Diabetics have to remain wary of cuts, abrasions and boils which are very common during diabetes. If left untreated, they can lead to infections and foot amputations. Boils and other skin conditions occur due to the increased levels of sugar in the blood, which makes healing slow and makes a person more prone to infections. Here are some ways to treat boils during diabetes.
Ways to Treat Boils During Diabetes
Keep the Abrasion or Boil Covered
Since infections in diabetics are slow to heal, cuts, wounds and boils are best kept covered to protect them from dust, dirt, germs and infection. If you see the first signs of a boil, use an antiseptic spray or ointment on the boil and then bandage it to prevent it from being infected and enlarged.
Control Your Blood Sugar Levels
The best preventive step for boils is to maintain stable and constant blood sugar levels. This helps to keep the levels at an even keel and prevents infections from occurring. Take an appointment from your doctor and purchase a glucometer, which will help you to monitor your blood sugar levels.

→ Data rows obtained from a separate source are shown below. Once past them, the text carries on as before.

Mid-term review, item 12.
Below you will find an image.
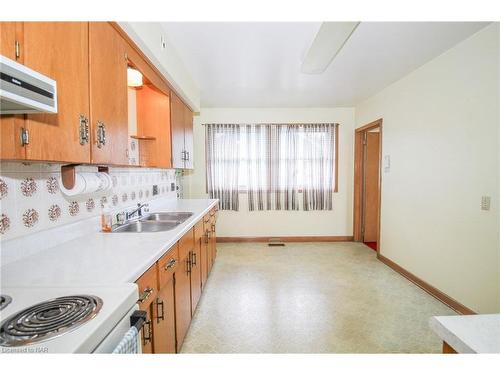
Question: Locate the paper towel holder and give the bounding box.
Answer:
[61,164,109,190]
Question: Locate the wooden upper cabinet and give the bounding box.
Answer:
[0,22,26,160]
[21,22,90,163]
[0,22,24,63]
[170,92,194,169]
[89,22,128,165]
[136,84,172,168]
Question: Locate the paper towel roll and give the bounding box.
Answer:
[59,173,87,197]
[59,172,113,197]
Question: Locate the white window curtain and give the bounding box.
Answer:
[206,124,241,211]
[206,124,338,211]
[301,124,337,211]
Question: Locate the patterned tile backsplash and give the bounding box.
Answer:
[0,162,179,241]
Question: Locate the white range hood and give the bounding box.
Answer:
[0,55,57,115]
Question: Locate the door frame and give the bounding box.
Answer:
[353,118,383,257]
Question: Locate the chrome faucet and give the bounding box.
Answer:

Maintain Good Personal Hygiene
Boils generally occur due to poor hygiene. Change razors frequently if you are used to shaving. Bathe at least twice a day with a good anti-bacterial soap to ward off infections. Corns and calluses should be soaked in a solution of water and potassium permanganate to help them heal faster and prevent them from turning into boils.
Do not let the boil fester. If recurrent boils is a problem with you, see a doctor as soon as possible. He/she can start you on a course of antibiotics immediately to nip the infection in the bud.
Use Antibacterial Creams and Lotions
Ask your doctor to prescribe you an anti-bacterial cream or lotion for your skin to keep it hydrated, soft and supple. This will prevent the skin from being infected with minor cuts and scrapes.
If your boil has become large, swollen and painful and has developed pus, see a doctor immediately, who may then proceed to carry out surgical drainage of the pus. Regular monitoring and treatments will be required until the boil heals completely. In the meantime, continue to maintain good hygiene and keep the boil covered.
Change Bedding and Linen Frequently
The boil is often caused by a bacteria called as S. Aureus which is highly contagious. If you or some other family member is suffering from a boil, ensure that your bed linen is changed frequently. This will prevent the infection from spreading to other family members.
Do Not Share Personal Hygiene Products and Razors
Recurrent boils can be prevented by not sharing cosmetics, razors and blades, which further enhance the spread of the infection.
See a Dermatologist
Recurrent boils will need extensive treatment by a dermatologist so see one right away. He/she will prescribe medicines and steps to prevent the recurrence of the boils. At home, minor boils can be self treated with the help of warm compresses to burst them and remove the pus.